Il ristorante Selvatico, per rispondere alle esigenze di tutti gli ospiti, offre un menù del territorio ed uno esclusivamente vegetariano.
Le specialità che sono sempre presenti sono il salame di Varzi, allevato allo stato brado, le eccezionali torte di zucca, il fegato grasso di oca, gli involtini di verza ripieni, la zuppa d’orzo biologico e legumi, gli agnolotti al sugo di stufato di carne, i delicati taglierini al tartufo bianco dell’Oltrepò Pavese, i gustosi gnocchi di zucca e castagne, proposte di selvaggina accompagnata con la polenta da mais ottofile macinata con macina di pietra come un tempo, accomodato di manzo, faraona ripiena, coscia di gallo farcita e in crosta.
Per i dolci, le specialità di Michela sono il pane con uvetta, con le noci, con radicchio rosso e pancetta, con semi di finocchio, la crème brulè con pane ai fichi e cioccolato, il tortino di cioccolato caldo e croccante di mele con zabaione e semifreddo allo zenzero, bonet con pere al Sangue di Giuda e budino di castagne.

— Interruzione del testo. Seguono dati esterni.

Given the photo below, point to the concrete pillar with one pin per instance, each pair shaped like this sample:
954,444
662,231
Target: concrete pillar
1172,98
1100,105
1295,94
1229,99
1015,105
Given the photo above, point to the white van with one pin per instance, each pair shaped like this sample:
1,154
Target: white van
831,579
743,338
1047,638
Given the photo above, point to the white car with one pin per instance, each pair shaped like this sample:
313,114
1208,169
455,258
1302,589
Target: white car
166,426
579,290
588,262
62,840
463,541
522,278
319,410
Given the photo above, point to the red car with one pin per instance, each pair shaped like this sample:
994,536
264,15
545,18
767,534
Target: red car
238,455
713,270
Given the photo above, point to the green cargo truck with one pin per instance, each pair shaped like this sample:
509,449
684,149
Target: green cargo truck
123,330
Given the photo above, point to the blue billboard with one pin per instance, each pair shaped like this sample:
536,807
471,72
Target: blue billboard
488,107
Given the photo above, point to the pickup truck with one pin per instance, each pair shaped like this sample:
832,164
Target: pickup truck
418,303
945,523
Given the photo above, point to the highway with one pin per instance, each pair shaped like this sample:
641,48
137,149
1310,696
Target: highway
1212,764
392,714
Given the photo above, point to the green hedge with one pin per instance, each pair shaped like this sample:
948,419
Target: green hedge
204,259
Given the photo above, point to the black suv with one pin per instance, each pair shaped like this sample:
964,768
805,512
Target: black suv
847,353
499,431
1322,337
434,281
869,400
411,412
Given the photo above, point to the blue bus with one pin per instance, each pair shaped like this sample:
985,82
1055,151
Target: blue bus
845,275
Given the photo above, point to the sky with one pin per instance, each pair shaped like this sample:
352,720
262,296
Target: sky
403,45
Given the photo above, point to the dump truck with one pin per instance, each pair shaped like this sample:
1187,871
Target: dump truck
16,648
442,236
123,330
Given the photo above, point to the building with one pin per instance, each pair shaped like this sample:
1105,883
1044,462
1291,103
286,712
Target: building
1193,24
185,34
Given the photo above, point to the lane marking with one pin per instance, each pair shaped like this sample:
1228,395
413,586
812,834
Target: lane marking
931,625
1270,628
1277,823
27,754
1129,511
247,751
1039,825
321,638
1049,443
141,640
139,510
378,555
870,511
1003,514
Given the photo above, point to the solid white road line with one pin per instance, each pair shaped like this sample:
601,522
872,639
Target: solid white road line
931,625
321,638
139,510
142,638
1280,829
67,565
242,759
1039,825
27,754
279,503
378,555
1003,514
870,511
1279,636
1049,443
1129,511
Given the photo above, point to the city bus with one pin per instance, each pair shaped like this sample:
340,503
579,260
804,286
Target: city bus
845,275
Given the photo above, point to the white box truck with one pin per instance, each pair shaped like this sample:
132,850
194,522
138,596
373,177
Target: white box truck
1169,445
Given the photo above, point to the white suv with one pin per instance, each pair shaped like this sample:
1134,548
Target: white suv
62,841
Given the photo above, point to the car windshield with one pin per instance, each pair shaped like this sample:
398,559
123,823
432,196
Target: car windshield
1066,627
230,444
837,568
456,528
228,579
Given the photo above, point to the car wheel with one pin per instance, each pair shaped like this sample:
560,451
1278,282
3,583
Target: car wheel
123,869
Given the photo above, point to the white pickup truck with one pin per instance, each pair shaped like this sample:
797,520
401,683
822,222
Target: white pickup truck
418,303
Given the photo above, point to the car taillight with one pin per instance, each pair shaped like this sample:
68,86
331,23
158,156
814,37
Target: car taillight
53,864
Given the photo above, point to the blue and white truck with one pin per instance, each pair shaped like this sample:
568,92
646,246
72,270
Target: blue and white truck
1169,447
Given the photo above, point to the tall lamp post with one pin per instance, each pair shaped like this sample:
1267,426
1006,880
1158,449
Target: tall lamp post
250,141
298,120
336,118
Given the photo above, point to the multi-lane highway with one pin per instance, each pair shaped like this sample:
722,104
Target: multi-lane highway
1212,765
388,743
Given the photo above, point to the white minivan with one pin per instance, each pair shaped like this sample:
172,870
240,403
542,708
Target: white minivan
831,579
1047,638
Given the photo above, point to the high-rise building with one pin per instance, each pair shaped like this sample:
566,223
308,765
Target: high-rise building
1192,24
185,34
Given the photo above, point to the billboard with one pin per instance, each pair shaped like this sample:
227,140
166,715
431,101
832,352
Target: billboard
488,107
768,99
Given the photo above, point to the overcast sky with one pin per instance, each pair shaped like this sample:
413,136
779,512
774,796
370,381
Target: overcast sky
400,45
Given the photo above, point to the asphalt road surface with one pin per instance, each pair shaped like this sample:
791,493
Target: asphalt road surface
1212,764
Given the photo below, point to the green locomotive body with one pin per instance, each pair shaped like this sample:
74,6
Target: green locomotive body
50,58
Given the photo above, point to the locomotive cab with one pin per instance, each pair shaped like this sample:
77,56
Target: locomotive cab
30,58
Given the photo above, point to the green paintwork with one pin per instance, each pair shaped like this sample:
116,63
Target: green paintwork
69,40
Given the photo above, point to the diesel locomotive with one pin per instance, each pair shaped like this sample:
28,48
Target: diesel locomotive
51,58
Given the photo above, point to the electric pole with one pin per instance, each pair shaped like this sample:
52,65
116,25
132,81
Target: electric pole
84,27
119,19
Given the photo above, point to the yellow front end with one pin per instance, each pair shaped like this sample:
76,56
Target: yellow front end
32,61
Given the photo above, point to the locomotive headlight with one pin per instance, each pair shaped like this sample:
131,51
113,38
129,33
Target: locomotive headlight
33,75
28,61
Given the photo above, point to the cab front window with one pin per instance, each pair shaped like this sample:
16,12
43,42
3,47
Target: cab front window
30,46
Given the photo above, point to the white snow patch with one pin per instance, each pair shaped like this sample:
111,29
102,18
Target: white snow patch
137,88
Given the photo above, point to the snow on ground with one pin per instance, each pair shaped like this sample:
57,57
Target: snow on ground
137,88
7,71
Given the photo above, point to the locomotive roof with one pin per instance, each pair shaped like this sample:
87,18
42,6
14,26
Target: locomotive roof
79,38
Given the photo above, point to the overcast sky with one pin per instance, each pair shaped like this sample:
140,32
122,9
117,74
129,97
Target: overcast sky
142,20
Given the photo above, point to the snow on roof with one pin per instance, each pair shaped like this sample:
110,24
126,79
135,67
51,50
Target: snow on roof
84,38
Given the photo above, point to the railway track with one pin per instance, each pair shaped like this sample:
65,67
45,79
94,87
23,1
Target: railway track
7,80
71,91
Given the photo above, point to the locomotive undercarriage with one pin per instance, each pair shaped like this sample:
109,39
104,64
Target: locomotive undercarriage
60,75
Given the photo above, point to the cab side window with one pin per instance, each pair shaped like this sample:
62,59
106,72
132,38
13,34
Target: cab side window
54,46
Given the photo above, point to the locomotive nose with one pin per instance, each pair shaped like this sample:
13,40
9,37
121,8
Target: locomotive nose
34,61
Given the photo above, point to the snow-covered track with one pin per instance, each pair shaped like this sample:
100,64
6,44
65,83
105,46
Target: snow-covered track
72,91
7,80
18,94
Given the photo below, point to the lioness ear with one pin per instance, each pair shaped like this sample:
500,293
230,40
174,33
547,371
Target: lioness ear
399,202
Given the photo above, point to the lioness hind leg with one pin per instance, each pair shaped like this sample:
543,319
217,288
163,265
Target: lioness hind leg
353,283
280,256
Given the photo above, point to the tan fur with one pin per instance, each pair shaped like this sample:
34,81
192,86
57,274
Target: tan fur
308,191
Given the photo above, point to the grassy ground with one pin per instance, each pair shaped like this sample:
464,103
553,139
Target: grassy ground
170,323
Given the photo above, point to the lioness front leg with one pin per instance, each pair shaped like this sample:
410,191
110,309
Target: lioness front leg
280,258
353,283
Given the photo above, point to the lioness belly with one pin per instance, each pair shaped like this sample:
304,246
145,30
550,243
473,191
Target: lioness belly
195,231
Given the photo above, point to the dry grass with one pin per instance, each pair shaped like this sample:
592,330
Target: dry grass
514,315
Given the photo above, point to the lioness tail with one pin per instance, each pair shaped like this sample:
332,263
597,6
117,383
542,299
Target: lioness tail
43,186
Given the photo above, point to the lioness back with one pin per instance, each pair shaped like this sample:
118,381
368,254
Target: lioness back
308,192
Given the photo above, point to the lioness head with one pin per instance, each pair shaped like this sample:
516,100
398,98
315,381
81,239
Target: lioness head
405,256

Non può mancare ogni anno in occasione del l’antivigilia di Natale, 23 dicembre, “La cena delle sette cene”, ogni portata o ogni gesto legato a questo momento assume un potere magico e scaramantico. Sette sono le portate di magro: torta di zucca, insalata di barbabietole rosse e peperoni di Voghera,cipolle ripiene, fasce del Bambino all’ajà, merluzzo con cipolla e uvetta, formaggetta con mostarda, pere ghiacciolo con sette castagne.
Francesca e Sergio che si occupano dell’accoglienza dei clienti al ristorante, evidenzieranno le specialità della casa, il menù del giorno e, soprattutto, saranno disponibili per offrire tutta la loro competenza in ambito dei vini.
Il ristorante Selvatico, infatti, ha prestato molta attenzione nella scelta dei vini che compongono la sua ampia cantina dove ogni gusto potrà trovare totale soddisfazione.